H ow the story's told matters more than the story in By Grimm, Vagabond Acting Troupe's head start on the Philly Fringe. An ensemble-developed project in the spirit of last year's The Art of War, director Christian Lisak's hourlong production is inspired by Jerzy Grotowski's physical theater.

Actors begin by reading "The Story of the Youth Who Went Forth to Learn What Fear Was" and the grisly "How Children Play at Slaughter," soon tossing aside their worn volumes for an intensely dynamic telling employing only a small scaffold, a few props and basic bare-bulb lighting.

The young cast (Lesley Berkowitz, Conrad Lawson, Kristen Schier, Summer Rose Steele, Lisa Tornetta, Sara Wolff and Nancy Wong), dressed alike in white sleeveless tees, tattered trousers and neckties — and smeared with dirt, balancing their youth with a hobo aesthetic — play a rich variety of human, animal and supernatural characters.

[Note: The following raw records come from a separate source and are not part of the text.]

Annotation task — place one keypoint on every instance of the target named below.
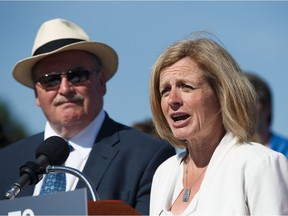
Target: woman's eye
(187, 87)
(164, 91)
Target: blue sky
(255, 33)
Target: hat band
(54, 45)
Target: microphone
(53, 151)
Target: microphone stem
(76, 173)
(13, 191)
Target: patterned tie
(53, 182)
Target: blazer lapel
(102, 153)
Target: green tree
(10, 130)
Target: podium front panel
(61, 203)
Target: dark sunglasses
(53, 80)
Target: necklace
(187, 191)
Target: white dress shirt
(82, 144)
(241, 179)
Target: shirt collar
(85, 138)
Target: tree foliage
(10, 129)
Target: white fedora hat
(59, 35)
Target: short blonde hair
(234, 92)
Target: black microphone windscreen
(56, 150)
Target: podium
(64, 203)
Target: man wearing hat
(68, 73)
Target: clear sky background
(255, 33)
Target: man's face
(70, 107)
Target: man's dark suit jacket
(121, 164)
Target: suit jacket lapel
(102, 153)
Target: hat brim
(22, 71)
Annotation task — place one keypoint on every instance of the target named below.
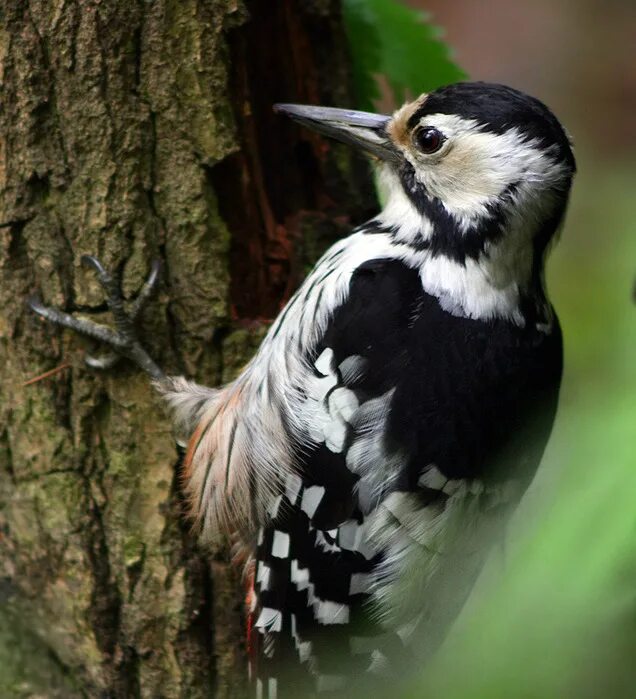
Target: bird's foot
(122, 339)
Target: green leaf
(386, 38)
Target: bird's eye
(428, 139)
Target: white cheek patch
(476, 166)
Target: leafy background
(556, 615)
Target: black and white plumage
(399, 405)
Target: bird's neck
(502, 278)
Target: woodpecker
(369, 455)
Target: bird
(368, 457)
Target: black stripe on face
(497, 109)
(447, 239)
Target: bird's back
(423, 428)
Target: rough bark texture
(137, 129)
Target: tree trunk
(135, 130)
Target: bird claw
(122, 339)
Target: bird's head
(472, 170)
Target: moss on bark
(137, 130)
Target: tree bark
(135, 130)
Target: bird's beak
(361, 129)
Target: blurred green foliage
(391, 40)
(555, 615)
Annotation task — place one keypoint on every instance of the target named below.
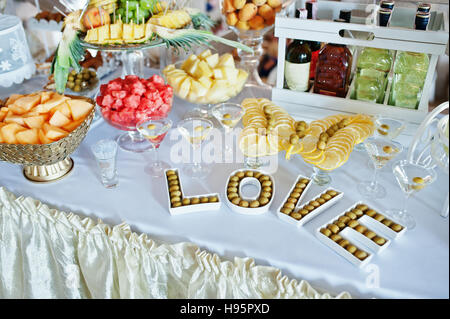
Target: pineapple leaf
(68, 54)
(61, 75)
(201, 20)
(186, 38)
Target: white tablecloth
(416, 265)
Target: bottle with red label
(333, 70)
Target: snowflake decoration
(18, 50)
(5, 65)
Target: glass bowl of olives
(85, 80)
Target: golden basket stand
(45, 163)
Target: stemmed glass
(380, 151)
(195, 131)
(411, 178)
(155, 130)
(253, 39)
(388, 128)
(229, 115)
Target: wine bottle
(333, 69)
(315, 47)
(298, 64)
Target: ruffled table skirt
(46, 253)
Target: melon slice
(46, 96)
(26, 102)
(11, 118)
(35, 121)
(63, 108)
(13, 98)
(9, 132)
(54, 101)
(79, 109)
(30, 136)
(72, 125)
(58, 119)
(53, 132)
(43, 138)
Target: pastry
(326, 232)
(334, 228)
(361, 255)
(351, 248)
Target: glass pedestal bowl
(204, 104)
(252, 38)
(132, 140)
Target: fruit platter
(40, 131)
(129, 26)
(207, 78)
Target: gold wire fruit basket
(44, 163)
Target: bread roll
(266, 12)
(239, 4)
(228, 6)
(274, 3)
(232, 18)
(248, 12)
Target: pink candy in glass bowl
(124, 103)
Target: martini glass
(320, 177)
(195, 131)
(155, 130)
(411, 178)
(380, 151)
(204, 104)
(388, 128)
(254, 39)
(229, 115)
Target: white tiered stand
(400, 35)
(430, 134)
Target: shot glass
(105, 152)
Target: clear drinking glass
(411, 178)
(105, 152)
(229, 115)
(195, 131)
(388, 127)
(155, 130)
(380, 151)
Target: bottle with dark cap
(315, 48)
(298, 62)
(421, 21)
(345, 15)
(387, 4)
(384, 16)
(424, 7)
(333, 69)
(311, 6)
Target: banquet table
(414, 266)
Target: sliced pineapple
(173, 19)
(92, 35)
(139, 31)
(226, 60)
(205, 54)
(212, 60)
(128, 32)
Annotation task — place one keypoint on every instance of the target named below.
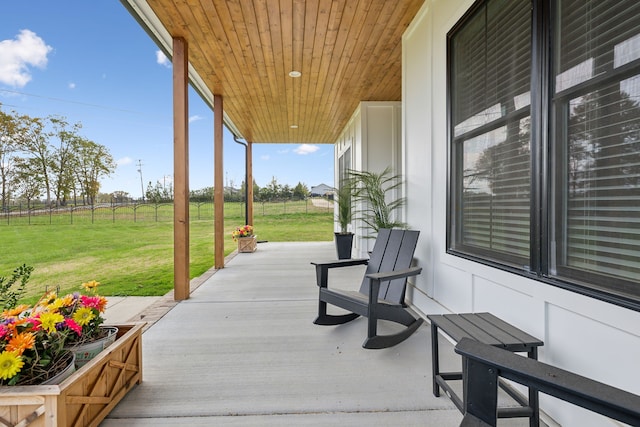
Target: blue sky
(90, 62)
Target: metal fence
(148, 212)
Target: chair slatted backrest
(392, 251)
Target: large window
(545, 141)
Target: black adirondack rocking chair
(381, 295)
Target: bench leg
(534, 403)
(435, 363)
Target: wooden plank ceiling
(347, 51)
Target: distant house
(321, 190)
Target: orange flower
(21, 342)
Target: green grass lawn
(136, 258)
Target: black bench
(483, 365)
(493, 331)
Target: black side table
(489, 329)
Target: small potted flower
(246, 238)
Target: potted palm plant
(344, 199)
(374, 192)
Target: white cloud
(162, 59)
(305, 149)
(124, 161)
(18, 55)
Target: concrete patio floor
(243, 351)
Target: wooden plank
(218, 182)
(180, 170)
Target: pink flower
(71, 324)
(91, 302)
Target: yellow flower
(21, 342)
(83, 315)
(50, 320)
(13, 312)
(90, 285)
(10, 365)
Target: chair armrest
(322, 268)
(341, 262)
(398, 274)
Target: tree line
(48, 157)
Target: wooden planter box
(247, 244)
(87, 396)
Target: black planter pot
(343, 245)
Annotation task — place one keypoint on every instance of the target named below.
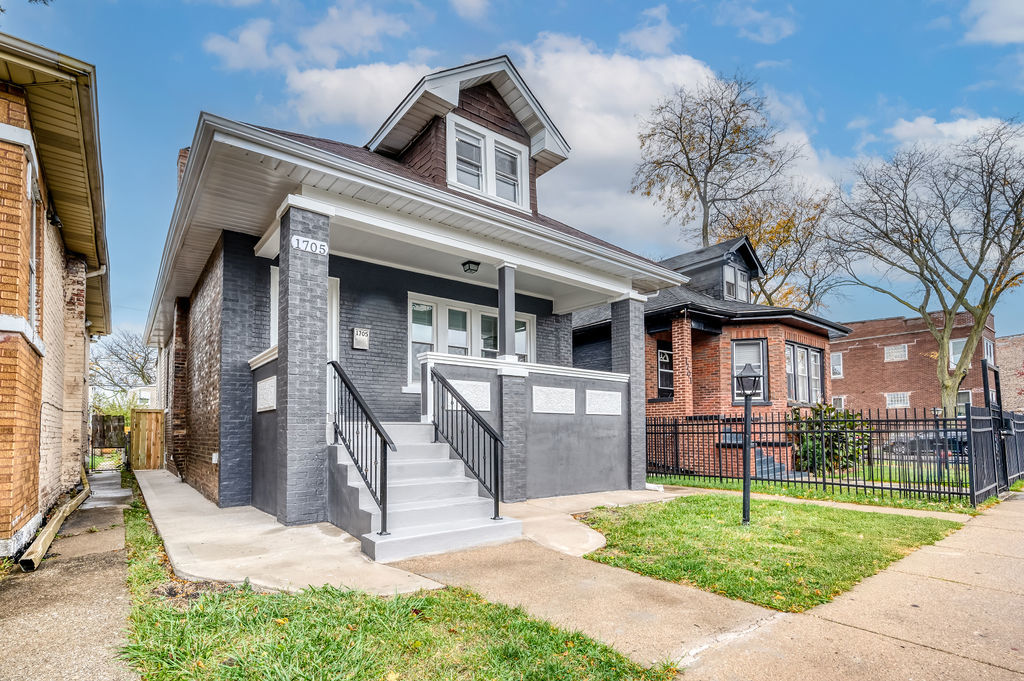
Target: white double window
(438, 325)
(485, 163)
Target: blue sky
(849, 80)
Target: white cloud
(998, 22)
(361, 95)
(759, 26)
(927, 130)
(248, 48)
(350, 28)
(653, 35)
(471, 9)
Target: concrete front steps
(434, 504)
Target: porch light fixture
(748, 383)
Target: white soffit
(437, 93)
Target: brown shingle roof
(380, 162)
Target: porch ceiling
(238, 177)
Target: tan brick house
(53, 283)
(1010, 350)
(700, 334)
(890, 363)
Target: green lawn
(954, 505)
(179, 631)
(791, 557)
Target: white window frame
(491, 140)
(989, 345)
(895, 354)
(952, 359)
(897, 400)
(440, 329)
(833, 364)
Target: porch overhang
(241, 177)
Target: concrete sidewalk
(68, 619)
(204, 542)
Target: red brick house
(890, 364)
(700, 334)
(1010, 349)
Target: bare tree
(945, 226)
(786, 226)
(707, 146)
(123, 360)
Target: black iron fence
(901, 454)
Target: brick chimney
(182, 160)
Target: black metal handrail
(469, 435)
(364, 436)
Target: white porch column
(506, 311)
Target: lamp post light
(748, 383)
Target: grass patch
(180, 631)
(955, 505)
(791, 557)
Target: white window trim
(440, 331)
(891, 395)
(952, 360)
(904, 357)
(989, 346)
(833, 365)
(491, 140)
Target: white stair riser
(400, 494)
(488, 531)
(398, 470)
(483, 509)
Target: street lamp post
(748, 383)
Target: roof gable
(438, 93)
(701, 257)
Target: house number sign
(309, 245)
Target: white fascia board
(332, 164)
(359, 215)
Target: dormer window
(483, 162)
(737, 285)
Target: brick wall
(867, 377)
(1010, 353)
(702, 368)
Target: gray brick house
(421, 268)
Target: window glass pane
(488, 336)
(802, 392)
(507, 189)
(730, 282)
(815, 378)
(458, 332)
(521, 344)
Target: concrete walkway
(67, 620)
(204, 542)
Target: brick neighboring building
(891, 363)
(53, 282)
(1010, 350)
(700, 334)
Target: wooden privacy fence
(146, 449)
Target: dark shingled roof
(680, 297)
(684, 261)
(380, 162)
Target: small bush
(828, 439)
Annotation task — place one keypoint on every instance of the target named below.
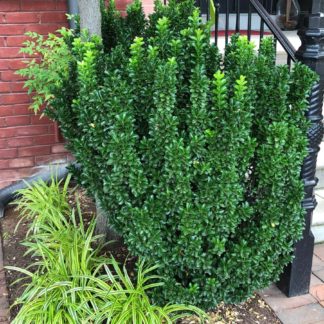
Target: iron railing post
(296, 277)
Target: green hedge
(195, 158)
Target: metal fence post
(296, 278)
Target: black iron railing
(234, 9)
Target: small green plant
(125, 300)
(70, 281)
(42, 204)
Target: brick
(43, 29)
(34, 151)
(44, 139)
(8, 153)
(21, 17)
(12, 29)
(17, 64)
(12, 5)
(4, 184)
(7, 132)
(16, 41)
(3, 144)
(32, 130)
(53, 17)
(21, 162)
(4, 164)
(23, 131)
(61, 5)
(38, 120)
(10, 52)
(17, 120)
(38, 5)
(20, 141)
(14, 98)
(11, 76)
(13, 110)
(46, 159)
(59, 148)
(18, 86)
(5, 87)
(4, 65)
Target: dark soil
(253, 311)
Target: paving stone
(319, 251)
(317, 292)
(318, 264)
(315, 281)
(320, 192)
(319, 274)
(282, 302)
(308, 314)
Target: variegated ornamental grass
(195, 157)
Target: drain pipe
(9, 193)
(73, 9)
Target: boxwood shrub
(195, 157)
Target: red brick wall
(26, 141)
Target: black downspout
(73, 9)
(46, 174)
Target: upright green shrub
(196, 159)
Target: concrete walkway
(306, 309)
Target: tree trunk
(90, 19)
(90, 16)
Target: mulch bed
(253, 311)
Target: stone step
(318, 217)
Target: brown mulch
(253, 311)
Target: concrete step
(320, 167)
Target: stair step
(320, 167)
(318, 217)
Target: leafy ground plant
(70, 281)
(196, 158)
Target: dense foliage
(70, 282)
(196, 159)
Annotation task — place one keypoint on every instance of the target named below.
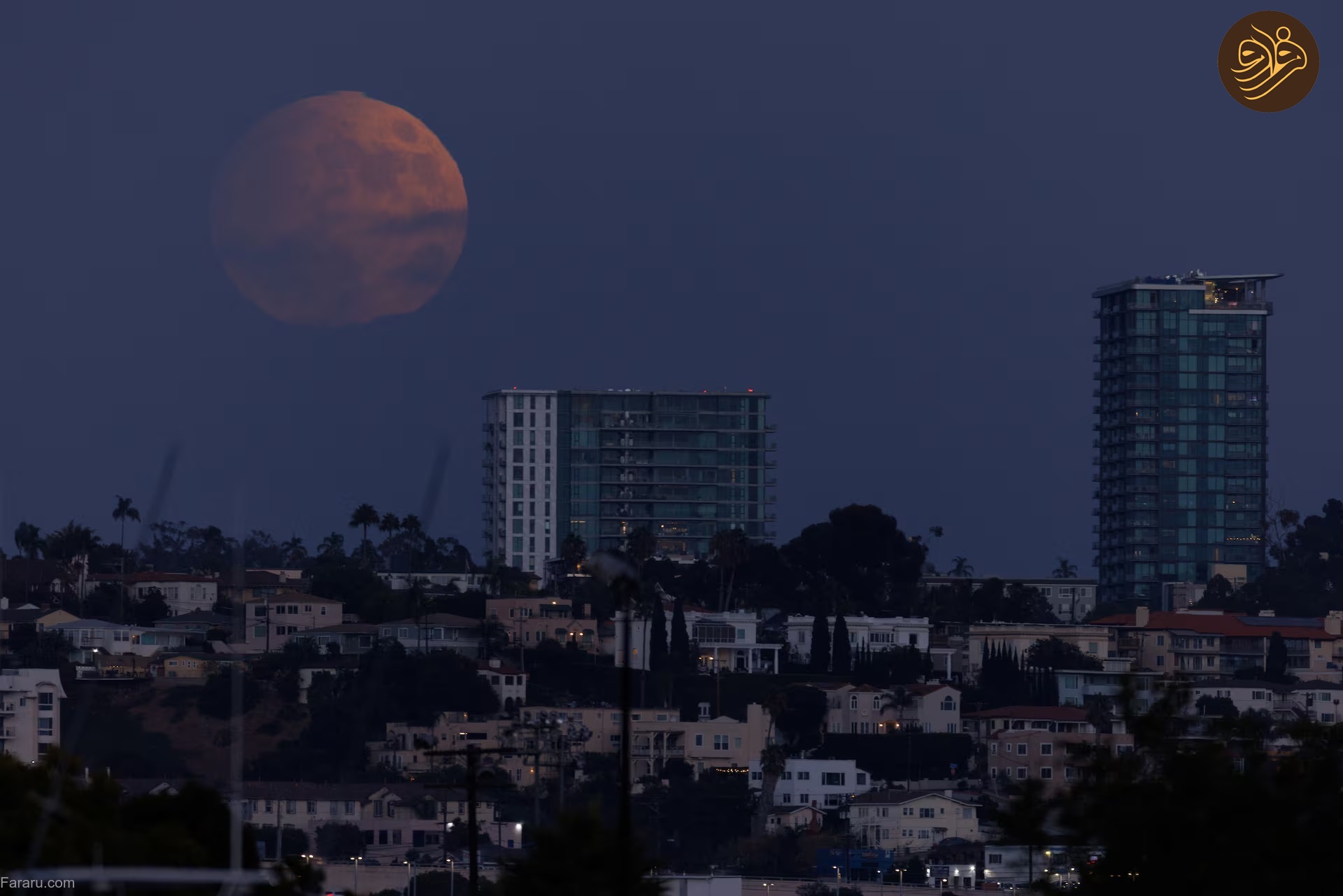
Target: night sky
(888, 215)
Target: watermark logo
(1268, 61)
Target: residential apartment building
(1071, 599)
(985, 723)
(30, 712)
(877, 633)
(347, 639)
(1056, 758)
(506, 680)
(823, 783)
(1181, 432)
(394, 818)
(862, 710)
(29, 616)
(602, 464)
(723, 641)
(436, 632)
(113, 639)
(912, 821)
(1096, 641)
(1080, 687)
(658, 737)
(532, 620)
(182, 592)
(271, 620)
(464, 582)
(1201, 643)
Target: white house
(814, 782)
(1319, 700)
(1071, 599)
(115, 639)
(182, 592)
(436, 632)
(506, 680)
(1263, 696)
(30, 712)
(725, 641)
(877, 633)
(1009, 865)
(912, 821)
(273, 620)
(462, 581)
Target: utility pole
(473, 834)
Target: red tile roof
(1044, 713)
(1224, 625)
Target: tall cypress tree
(657, 634)
(841, 656)
(680, 636)
(820, 643)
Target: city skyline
(906, 271)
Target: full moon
(339, 210)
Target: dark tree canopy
(841, 656)
(820, 643)
(858, 557)
(1052, 653)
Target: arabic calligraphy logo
(1268, 61)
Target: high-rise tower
(1182, 432)
(602, 464)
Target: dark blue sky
(890, 217)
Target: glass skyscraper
(602, 464)
(1182, 430)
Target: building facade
(912, 821)
(602, 464)
(722, 641)
(30, 712)
(1071, 599)
(877, 633)
(1181, 437)
(823, 783)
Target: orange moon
(339, 210)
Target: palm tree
(730, 548)
(334, 546)
(390, 525)
(27, 538)
(124, 511)
(774, 758)
(641, 544)
(1065, 570)
(413, 531)
(364, 516)
(294, 551)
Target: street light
(355, 859)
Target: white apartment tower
(521, 500)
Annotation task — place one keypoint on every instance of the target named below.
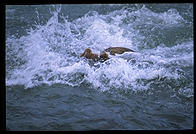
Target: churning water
(49, 87)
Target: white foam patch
(52, 53)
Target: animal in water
(89, 55)
(104, 56)
(118, 50)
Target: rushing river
(50, 87)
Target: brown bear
(118, 50)
(89, 55)
(104, 56)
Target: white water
(51, 52)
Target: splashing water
(50, 53)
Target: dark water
(49, 87)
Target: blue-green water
(49, 87)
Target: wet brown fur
(104, 56)
(118, 50)
(89, 55)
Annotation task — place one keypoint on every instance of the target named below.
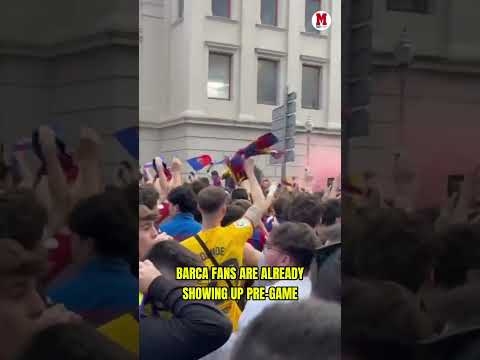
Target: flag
(128, 138)
(23, 145)
(69, 167)
(260, 146)
(199, 162)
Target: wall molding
(314, 59)
(254, 125)
(270, 53)
(430, 63)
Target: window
(267, 82)
(180, 8)
(269, 12)
(311, 7)
(311, 87)
(219, 76)
(221, 8)
(418, 6)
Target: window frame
(319, 68)
(276, 14)
(229, 10)
(230, 61)
(277, 79)
(308, 29)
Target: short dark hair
(211, 199)
(381, 320)
(148, 196)
(458, 252)
(313, 331)
(76, 341)
(234, 213)
(107, 219)
(22, 218)
(392, 245)
(244, 204)
(240, 194)
(280, 206)
(297, 240)
(183, 197)
(169, 254)
(305, 208)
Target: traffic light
(356, 66)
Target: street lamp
(404, 52)
(309, 128)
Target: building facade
(437, 102)
(212, 71)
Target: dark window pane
(269, 12)
(267, 82)
(311, 87)
(180, 8)
(311, 7)
(219, 76)
(221, 8)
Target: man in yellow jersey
(228, 244)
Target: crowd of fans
(78, 282)
(213, 221)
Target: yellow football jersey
(226, 244)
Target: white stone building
(212, 71)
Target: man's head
(183, 200)
(234, 213)
(458, 255)
(290, 244)
(280, 206)
(198, 185)
(20, 303)
(169, 254)
(381, 320)
(300, 330)
(240, 194)
(147, 233)
(305, 208)
(6, 178)
(212, 203)
(148, 196)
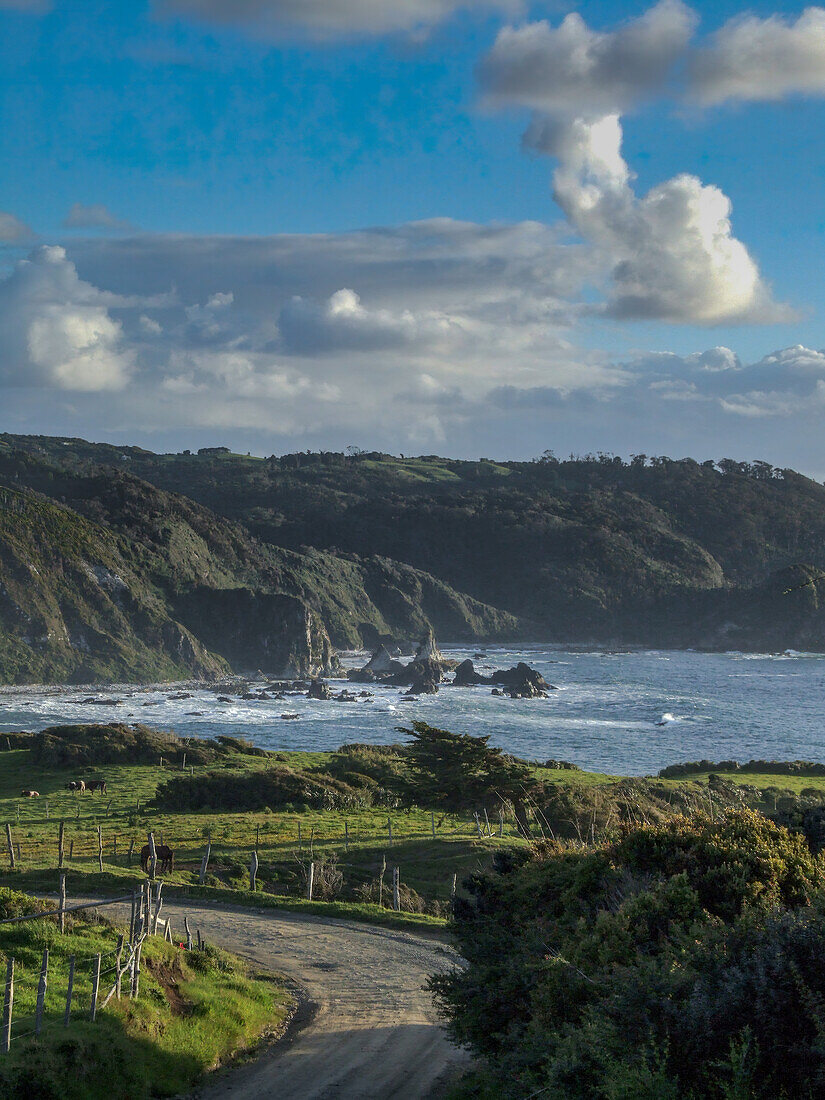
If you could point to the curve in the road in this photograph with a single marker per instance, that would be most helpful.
(373, 1033)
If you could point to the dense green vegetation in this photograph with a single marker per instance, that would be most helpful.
(195, 1010)
(655, 937)
(653, 551)
(678, 960)
(103, 576)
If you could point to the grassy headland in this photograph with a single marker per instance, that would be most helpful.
(332, 809)
(195, 1011)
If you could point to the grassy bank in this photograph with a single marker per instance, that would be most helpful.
(195, 1011)
(352, 848)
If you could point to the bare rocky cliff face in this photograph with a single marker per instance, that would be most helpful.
(106, 578)
(277, 634)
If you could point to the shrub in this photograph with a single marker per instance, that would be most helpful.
(683, 959)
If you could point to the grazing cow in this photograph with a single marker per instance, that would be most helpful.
(165, 858)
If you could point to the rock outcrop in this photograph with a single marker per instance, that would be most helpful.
(427, 674)
(523, 682)
(466, 677)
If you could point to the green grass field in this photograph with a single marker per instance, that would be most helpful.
(195, 1011)
(358, 840)
(353, 848)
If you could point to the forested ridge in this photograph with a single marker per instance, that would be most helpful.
(594, 549)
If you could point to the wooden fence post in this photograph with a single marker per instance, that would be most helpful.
(62, 901)
(67, 1013)
(8, 1002)
(41, 992)
(135, 989)
(205, 864)
(118, 960)
(158, 903)
(95, 987)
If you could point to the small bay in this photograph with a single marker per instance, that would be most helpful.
(624, 713)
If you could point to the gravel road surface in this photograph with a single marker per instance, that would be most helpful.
(365, 1026)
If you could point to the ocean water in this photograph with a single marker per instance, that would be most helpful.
(624, 713)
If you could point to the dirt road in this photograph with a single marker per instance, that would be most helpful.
(372, 1030)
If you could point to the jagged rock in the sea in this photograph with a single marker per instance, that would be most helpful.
(427, 675)
(345, 696)
(465, 675)
(381, 668)
(428, 650)
(381, 661)
(521, 682)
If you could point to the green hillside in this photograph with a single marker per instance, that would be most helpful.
(103, 576)
(652, 551)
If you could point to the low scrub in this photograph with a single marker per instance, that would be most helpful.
(277, 788)
(116, 743)
(752, 767)
(681, 961)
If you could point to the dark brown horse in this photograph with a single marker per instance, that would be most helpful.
(165, 858)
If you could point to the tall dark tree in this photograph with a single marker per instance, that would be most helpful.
(459, 771)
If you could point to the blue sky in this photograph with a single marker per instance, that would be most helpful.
(306, 223)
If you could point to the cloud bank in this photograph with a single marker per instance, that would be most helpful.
(671, 253)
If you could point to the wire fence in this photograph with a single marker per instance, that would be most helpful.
(78, 987)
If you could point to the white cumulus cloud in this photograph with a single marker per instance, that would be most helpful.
(752, 58)
(12, 229)
(574, 70)
(671, 252)
(56, 330)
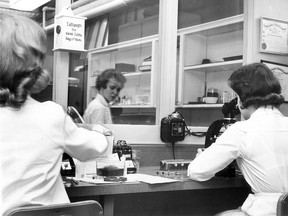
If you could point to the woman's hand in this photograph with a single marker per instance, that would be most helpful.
(199, 151)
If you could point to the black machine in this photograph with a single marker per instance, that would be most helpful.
(123, 149)
(229, 110)
(173, 128)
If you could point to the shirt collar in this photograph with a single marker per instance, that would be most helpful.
(102, 100)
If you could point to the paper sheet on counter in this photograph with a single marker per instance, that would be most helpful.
(131, 178)
(150, 179)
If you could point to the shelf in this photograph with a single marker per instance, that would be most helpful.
(136, 73)
(218, 105)
(216, 67)
(222, 25)
(132, 106)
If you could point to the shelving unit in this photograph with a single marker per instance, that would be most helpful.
(209, 42)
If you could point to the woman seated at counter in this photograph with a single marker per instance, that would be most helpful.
(34, 135)
(259, 143)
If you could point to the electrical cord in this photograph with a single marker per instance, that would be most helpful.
(189, 132)
(173, 149)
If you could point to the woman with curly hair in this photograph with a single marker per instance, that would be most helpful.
(34, 135)
(259, 143)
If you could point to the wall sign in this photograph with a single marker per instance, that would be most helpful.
(281, 72)
(69, 31)
(273, 36)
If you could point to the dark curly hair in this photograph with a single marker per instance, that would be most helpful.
(23, 48)
(256, 85)
(107, 74)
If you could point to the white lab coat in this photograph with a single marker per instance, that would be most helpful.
(98, 111)
(32, 141)
(260, 145)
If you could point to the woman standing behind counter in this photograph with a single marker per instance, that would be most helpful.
(259, 144)
(108, 84)
(34, 135)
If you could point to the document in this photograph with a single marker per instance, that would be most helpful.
(150, 179)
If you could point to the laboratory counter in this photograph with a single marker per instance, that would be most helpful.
(185, 197)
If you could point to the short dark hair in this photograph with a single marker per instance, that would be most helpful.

The young man's tale, punctuated with the haunting refrain "If I could but shudder," is spliced with a vaudevillian telling of another Grimm story; all three tales highlight miscommunication between parents and children and, as typifies unsanitized Brothers Grimm, all are violent, teaching lessons learned the hard way. Happy endings and neat morals were added in later, diluted versions.

Grotowski's 1968 influential Towards a Poor Theatre is required college reading, which along with the cast's youth gives By Grimm a collegiate, self-consciously fringy feel; their committed writhing, grunting, crawling and moaning are reminiscent of an undergraduate acting class, making By Grimm about displaying actors' skills more than storytelling or audience connection. Though we're seated onstage surrounding the action, we don't feel a part of By Grimm.

Lisak's athletic staging, supplemented by Steele and Schier's fight choreography and a frenetic variety of music and sound effects, tells the central tale inventively, but (like a lot of Fringe shows) seems more a style statement than a unified, justified theater piece.

A handwritten sign at the entrance asks, "What mask are you wearing now?" The answer in By Grimm is Grotowski's, and it's an awkward fit; the approach overwhelms the material's potential, as the Grimm tales' contemporary resonance about the nature and consequences of fear (and the lack of it) is left under/unexplored.